TensorRT Version: NA
GPU Type: NVIDIA GeForce RTX 4090
Nvidia Driver Version: 545.29.06

CUDA Version:
CUDNN Version:
Operating System + Version: Linux system76-pc 6.6.10-76060610-generic #202401051437~1704728131~22.04~24d69e2~dev-Ubuntu SMP PREEMPT_DY x86_64 x86_64 x86_64 GNU/Linux

Relevant Files

Output of nvidia-bug-report.sh

Hello, I am also having this same issue with a 3060 on my Ubuntu 22.04 Desktop.
The event happens randomly and at least once a day. Usually I am just browsing the internet or something. Ironically, it has never happened when the GPU is under load like during a game or messing with stable diffusion.

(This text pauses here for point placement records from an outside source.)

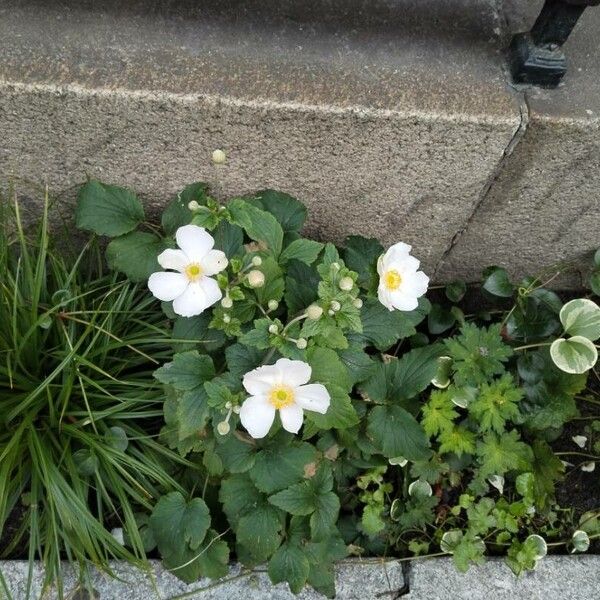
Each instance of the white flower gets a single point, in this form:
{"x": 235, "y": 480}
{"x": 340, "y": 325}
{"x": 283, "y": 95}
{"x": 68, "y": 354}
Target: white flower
{"x": 283, "y": 386}
{"x": 400, "y": 281}
{"x": 189, "y": 284}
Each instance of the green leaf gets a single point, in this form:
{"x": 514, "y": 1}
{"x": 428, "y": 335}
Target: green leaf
{"x": 289, "y": 564}
{"x": 360, "y": 254}
{"x": 290, "y": 213}
{"x": 259, "y": 530}
{"x": 383, "y": 328}
{"x": 179, "y": 528}
{"x": 276, "y": 468}
{"x": 497, "y": 283}
{"x": 575, "y": 355}
{"x": 192, "y": 412}
{"x": 456, "y": 290}
{"x": 439, "y": 319}
{"x": 213, "y": 557}
{"x": 298, "y": 499}
{"x": 187, "y": 370}
{"x": 107, "y": 209}
{"x": 397, "y": 433}
{"x": 438, "y": 413}
{"x": 135, "y": 254}
{"x": 403, "y": 378}
{"x": 177, "y": 214}
{"x": 303, "y": 250}
{"x": 260, "y": 225}
{"x": 581, "y": 317}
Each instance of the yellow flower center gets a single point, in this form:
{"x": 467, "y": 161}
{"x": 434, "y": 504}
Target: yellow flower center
{"x": 392, "y": 280}
{"x": 193, "y": 271}
{"x": 281, "y": 396}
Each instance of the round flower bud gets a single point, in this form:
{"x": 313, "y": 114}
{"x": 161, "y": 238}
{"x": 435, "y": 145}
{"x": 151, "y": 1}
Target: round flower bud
{"x": 256, "y": 278}
{"x": 219, "y": 157}
{"x": 314, "y": 312}
{"x": 346, "y": 284}
{"x": 223, "y": 428}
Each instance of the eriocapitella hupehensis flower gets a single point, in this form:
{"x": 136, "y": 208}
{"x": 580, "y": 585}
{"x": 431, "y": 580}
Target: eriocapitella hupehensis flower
{"x": 281, "y": 387}
{"x": 189, "y": 284}
{"x": 401, "y": 283}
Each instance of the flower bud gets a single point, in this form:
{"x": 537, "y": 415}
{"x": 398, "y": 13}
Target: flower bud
{"x": 223, "y": 428}
{"x": 256, "y": 278}
{"x": 346, "y": 284}
{"x": 219, "y": 157}
{"x": 314, "y": 312}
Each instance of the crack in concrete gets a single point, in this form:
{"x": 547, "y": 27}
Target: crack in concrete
{"x": 487, "y": 188}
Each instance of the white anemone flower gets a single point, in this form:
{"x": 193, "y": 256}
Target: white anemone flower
{"x": 284, "y": 387}
{"x": 189, "y": 284}
{"x": 400, "y": 281}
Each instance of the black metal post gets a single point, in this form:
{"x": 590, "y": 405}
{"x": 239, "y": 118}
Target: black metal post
{"x": 536, "y": 57}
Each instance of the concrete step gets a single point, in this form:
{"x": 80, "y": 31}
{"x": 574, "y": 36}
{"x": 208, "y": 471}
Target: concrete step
{"x": 390, "y": 118}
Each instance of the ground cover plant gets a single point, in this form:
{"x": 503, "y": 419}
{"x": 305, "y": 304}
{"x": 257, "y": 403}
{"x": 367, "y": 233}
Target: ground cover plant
{"x": 321, "y": 406}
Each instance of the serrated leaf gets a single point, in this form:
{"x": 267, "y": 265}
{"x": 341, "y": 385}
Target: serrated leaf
{"x": 302, "y": 249}
{"x": 289, "y": 563}
{"x": 575, "y": 355}
{"x": 107, "y": 209}
{"x": 397, "y": 433}
{"x": 135, "y": 254}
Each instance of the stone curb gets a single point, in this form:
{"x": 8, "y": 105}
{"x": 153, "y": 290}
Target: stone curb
{"x": 557, "y": 577}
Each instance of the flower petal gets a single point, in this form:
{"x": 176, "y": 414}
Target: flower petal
{"x": 195, "y": 241}
{"x": 211, "y": 289}
{"x": 192, "y": 302}
{"x": 313, "y": 396}
{"x": 173, "y": 259}
{"x": 167, "y": 286}
{"x": 257, "y": 415}
{"x": 415, "y": 283}
{"x": 259, "y": 381}
{"x": 214, "y": 262}
{"x": 293, "y": 372}
{"x": 291, "y": 417}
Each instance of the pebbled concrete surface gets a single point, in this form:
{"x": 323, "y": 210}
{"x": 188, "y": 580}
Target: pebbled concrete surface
{"x": 386, "y": 118}
{"x": 556, "y": 578}
{"x": 354, "y": 581}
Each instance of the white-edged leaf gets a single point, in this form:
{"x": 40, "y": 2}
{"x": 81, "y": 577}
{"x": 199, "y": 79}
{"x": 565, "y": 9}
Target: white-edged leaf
{"x": 581, "y": 317}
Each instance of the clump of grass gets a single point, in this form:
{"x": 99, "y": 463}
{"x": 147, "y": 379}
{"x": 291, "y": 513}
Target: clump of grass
{"x": 79, "y": 412}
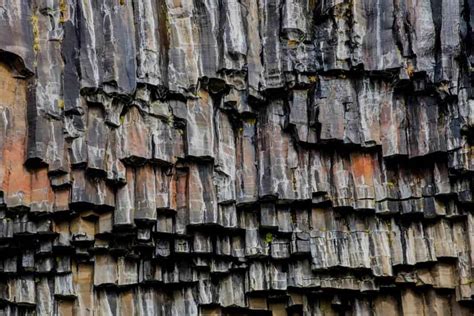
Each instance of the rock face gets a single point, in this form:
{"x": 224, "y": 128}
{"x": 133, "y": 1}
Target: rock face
{"x": 233, "y": 157}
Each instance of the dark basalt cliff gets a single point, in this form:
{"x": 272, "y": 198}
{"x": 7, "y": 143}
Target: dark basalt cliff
{"x": 214, "y": 157}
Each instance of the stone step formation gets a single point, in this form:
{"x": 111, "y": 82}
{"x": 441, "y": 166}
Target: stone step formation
{"x": 236, "y": 157}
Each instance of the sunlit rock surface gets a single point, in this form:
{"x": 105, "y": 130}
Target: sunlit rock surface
{"x": 235, "y": 157}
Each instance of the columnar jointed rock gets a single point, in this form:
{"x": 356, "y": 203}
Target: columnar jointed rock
{"x": 184, "y": 157}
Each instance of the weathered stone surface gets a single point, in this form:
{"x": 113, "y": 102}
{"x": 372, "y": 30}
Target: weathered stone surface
{"x": 236, "y": 157}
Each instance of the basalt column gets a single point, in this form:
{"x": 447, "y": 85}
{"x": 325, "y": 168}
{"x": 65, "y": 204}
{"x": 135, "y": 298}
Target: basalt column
{"x": 236, "y": 157}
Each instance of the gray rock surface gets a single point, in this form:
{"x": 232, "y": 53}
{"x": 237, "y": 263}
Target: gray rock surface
{"x": 236, "y": 157}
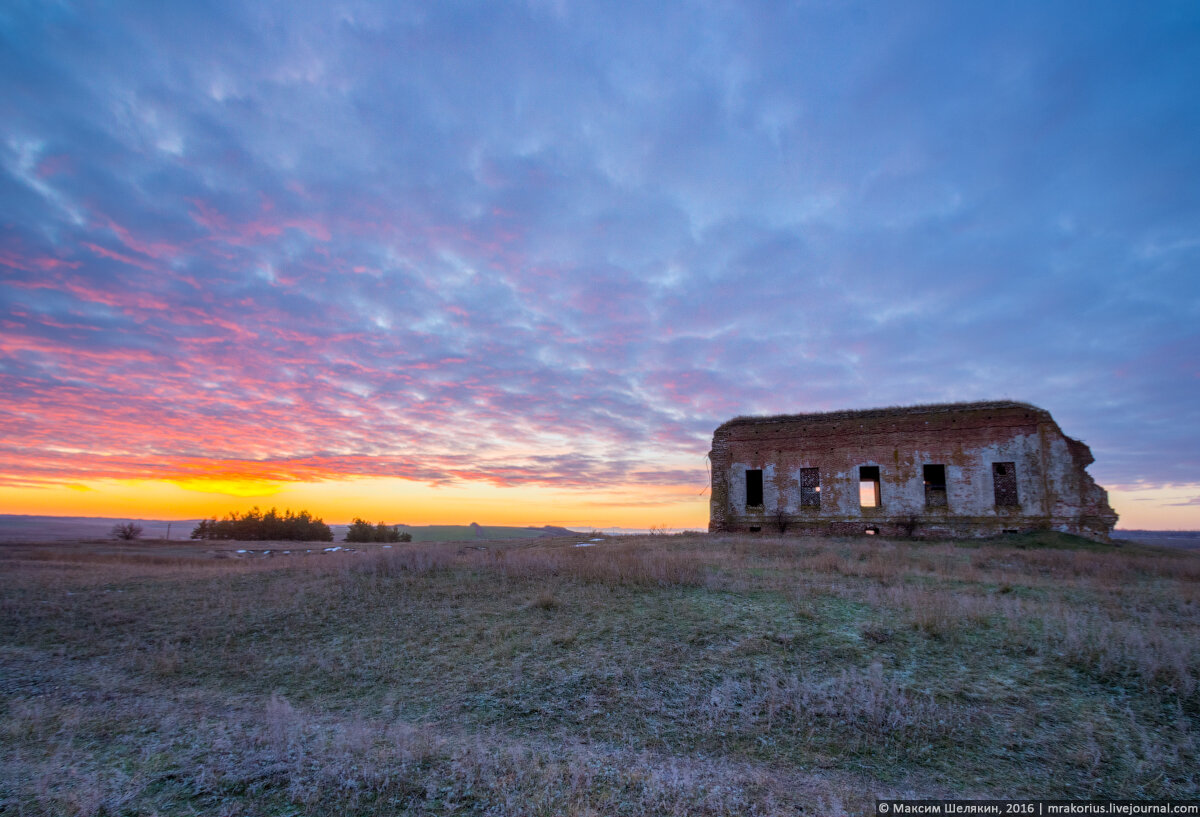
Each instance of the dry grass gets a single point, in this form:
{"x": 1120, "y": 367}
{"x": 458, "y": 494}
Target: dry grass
{"x": 659, "y": 674}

[58482.425209] NVRM: GPU at PCI:0000:01:00: GPU-443f2425-b23c-51aa-c307-a690275009c6
[58482.425240] NVRM: Xid (PCI:0000:01:00): 79, pid='<unknown>', name=<unknown>, GPU has fallen off the bus.
[58482.425249] NVRM: GPU 0000:01:00.0: GPU has fallen off the bus.
[58482.425253] NVRM: A GPU crash dump has been created. If possible, please run
               NVRM: nvidia-bug-report.sh as root to collect this data before
               NVRM: the NVIDIA kernel module is unloaded.

I have tried:

  • Modifying the GRUB_CMDLINE_LINUX_DEFAULT variable and disabling whatever power management properties
  • Replacing the riser cable
  • Upgrading the PSU (850W)

Specs

  • NVIDIA GeForce RTX 3060
  • Driver Version: 535.171.04
  • CUDA Version: 12.2
  • Linux desktop 6.5.0-35-generic #35~22.04.1-Ubuntu SMP PREEMPT_DYNAMIC Tue May 7 09:00:52 UTC 2 x86_64 x86_64 x86_64 GNU/Linux

Had trouble with the file uploader here, so I uploaded it to pixeldrain

Updating my bios seems to have fixed the issue for me. I haven’t had the “GPU has fallen off the bus” error in a few days.
My motherboard is an Asus ROG STRIX B760-I GAMING WIFI. The bios version that was originally installed was from July of 2023. I update to their latest build (May 2024) using their flasher tool built into the bios controls.

Hope that helps someone else in the future.